- Business security experts agree that small businesses should ask qualified firms to perform security reviews of their businesses and premises to find the right system for their needs.
- Before signing any contracts, owners should walk through their facilities with prospective security firms, who should understand how the business works to accurately assess the company’s needs. They should review entrances and exits, vulnerabilities and physical structures, the number of employees and how they arrive and leave work. They should know the business’s hours of operation and what happens after closing, then design a system based on the business’s schedule and who is authorized to be there.
- Small business owners should hire an outside consultant to perform a security review.
- To insure unbiased advice, they should select someone with no vested interest, who would not be bidding for the job and with no incentive to sell anything. The security review should describe what the owner needs. Based on that information and the consultant’s advice, the owner can then bid the system with greater certainty.
- Ask for and check security company references, don’t just leaf through the Yellow Pages or look them up on the Internet. That improves the odds of choosing the best contractor.
- Owners should request a per door price for their business’s security system, noting that a typical convenience store might require a three or four door system.
- Small business owners should seek to install security systems that are scalable and allow expansion later so they don’t have to start from scratch when change is needed.
- Security consultants recommend contracting with local security firms or national companies with local offices, someone available and accountable.
- Avoid signing long-term contracts. If you don’t like the service or product, you can switch without fear of legal repercussions.
- Security experts warn that some firms encourage business owners to spread out payments for equipment over years, not realizing until it’s too late that they’ve made interest payments that collectively cost more than the equipment.
- When building or remodeling your business, hire your security consultant to work with the architect in the design and construction process.

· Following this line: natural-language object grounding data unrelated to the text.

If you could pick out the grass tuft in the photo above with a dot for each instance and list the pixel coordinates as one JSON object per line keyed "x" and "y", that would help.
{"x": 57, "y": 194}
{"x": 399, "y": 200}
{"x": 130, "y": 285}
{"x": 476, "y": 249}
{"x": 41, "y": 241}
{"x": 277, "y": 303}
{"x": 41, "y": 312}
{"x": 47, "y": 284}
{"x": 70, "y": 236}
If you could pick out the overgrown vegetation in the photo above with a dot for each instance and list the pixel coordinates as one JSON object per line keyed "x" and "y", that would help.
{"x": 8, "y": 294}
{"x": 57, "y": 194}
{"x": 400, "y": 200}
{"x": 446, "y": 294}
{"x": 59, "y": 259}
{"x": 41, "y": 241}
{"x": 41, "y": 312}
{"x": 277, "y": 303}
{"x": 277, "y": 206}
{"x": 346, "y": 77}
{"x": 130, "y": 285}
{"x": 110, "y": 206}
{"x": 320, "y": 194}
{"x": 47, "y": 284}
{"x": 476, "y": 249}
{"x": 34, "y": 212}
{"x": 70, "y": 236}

Security experts said that will save time and money in the long run.
Experts also recommend the non-profit American Society for Industrial Security, now ASIS International, whose association website offers useful information on business security trends. The web site is: https://www.asisonline.org/Pages/default.aspx
U.S. Business Spending on Security
U.S. businesses spent $319.1 billion spent on information technology and operational security products and services in 2013, a figure predicted to grow to $341 billion in 2014 and $377 billion in 2015.
Operations—security equipment and services—accounted for $217 billion in 2014 spending and IT $123 billion.
The security products segment of the industry, which accounted for $31.1 billion in 2013 spending, is predicted to grow to $34 billion this year, nearly tripling since 1990, which U.S. companies spent $11.7 billion.
19% of companies plan to increase spending on alarms, 14% plan to spend more on perimeter protection (fencing) and 33% expect to increase spending on the fastest growing segment of the security products industry, video surveillance. Spending on surveillance infrastructure and cable are predicted to double by 2018.
Information Source: “United States Security Industry Survey of 2014,” by the Institute of Finance & Medicine and the American Society of Industrial Security (now known as ASIS International).